There is an attitude, a bohemian attitude, a beatnik attitude... that it is more free to live with the junkies and the prostitutes and the gang bangers than to be hiding away behind some gate.
This is what is ultimately being destroyed in San Francisco. A real understanding of what it means to be free.
People used to put up with the same violence in NYC, till they got sick of it and elected mayors who cared about fighting crime more (messrs giuliani and bloomberg). Back in the messrs koch and dinkins eras, NYC was a dump, by and large.
San Jose takes crime seriously and it's constantly up there among the safest large cities in the US.
One can only wish The EB will take crime more seriously. SF is slowly taking crime more seriously. Maybe the EB can lear from SJ and SF a bit.
Undoubtedly some people will raise the issue of profiling criminal behavior[1]. If I had to choose between simmering street violence and occasional police excess (where one can seek redress), I'd choose the latter. Not sure why the EB is so anti-police so much as to spite their own safety. The good of being better policed vastly outweighs, to me, the occasional bad cop. But to each their own.
One phenomenon I don't understand so well. In NYC I'd see people dress us as (wannabe) mobsters (acquire their style), but they were no mobsters, tho maybe they idolized them in some way --they would complain that they'd get flack from the police. Maybe if they didn't try to pretend to be toughs the police wouldn't think they were toughs. I can see some similarities in the 'anarchists' in the EB.
> One can only wish The EB will take crime more seriously.

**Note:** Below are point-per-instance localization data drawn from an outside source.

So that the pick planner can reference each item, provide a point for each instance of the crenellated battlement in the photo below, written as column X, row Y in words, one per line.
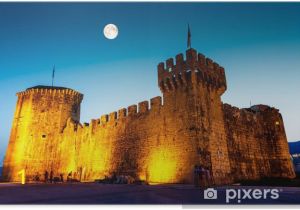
column 124, row 113
column 160, row 140
column 50, row 91
column 194, row 70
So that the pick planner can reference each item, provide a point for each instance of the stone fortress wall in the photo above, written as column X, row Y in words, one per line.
column 158, row 141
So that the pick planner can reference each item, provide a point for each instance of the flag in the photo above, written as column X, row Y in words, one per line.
column 189, row 37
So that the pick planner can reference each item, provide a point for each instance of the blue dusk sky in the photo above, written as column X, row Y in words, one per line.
column 257, row 43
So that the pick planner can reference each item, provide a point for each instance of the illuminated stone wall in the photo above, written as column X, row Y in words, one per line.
column 257, row 143
column 159, row 141
column 40, row 117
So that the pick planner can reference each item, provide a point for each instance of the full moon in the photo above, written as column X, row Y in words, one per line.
column 110, row 31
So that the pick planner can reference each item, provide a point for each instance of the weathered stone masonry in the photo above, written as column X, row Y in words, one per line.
column 160, row 141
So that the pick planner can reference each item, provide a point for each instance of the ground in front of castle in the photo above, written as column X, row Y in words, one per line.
column 94, row 193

'wish' is a good term to use here, since I don't see any other way of reducing crime in Oakland since they have no money to provide nearly enough police services, and can't really tax their residents any more since they're already financially overburdened.
That is the most commonly cited neighborhood where people are shocked that there is so much crime. That's a very historically depressed neighborhood, less than the old E. 14th days, but just because there are two streets with cute old 1900's houses does not mean it's safe at night.
East Lake isn't that much cheaper than other options, and a mid-high crime dump. You'll be hard pressed to find a resident who's excited to be there, especially after a year or three.
Another friend of mine tells me about shootings she's seen outside her window as recently as a few weeks ago. She's only a few blocks South of Lake Merritt around 18th and 5th.
I'm sorry but I wouldn't feel at all safe living in that area.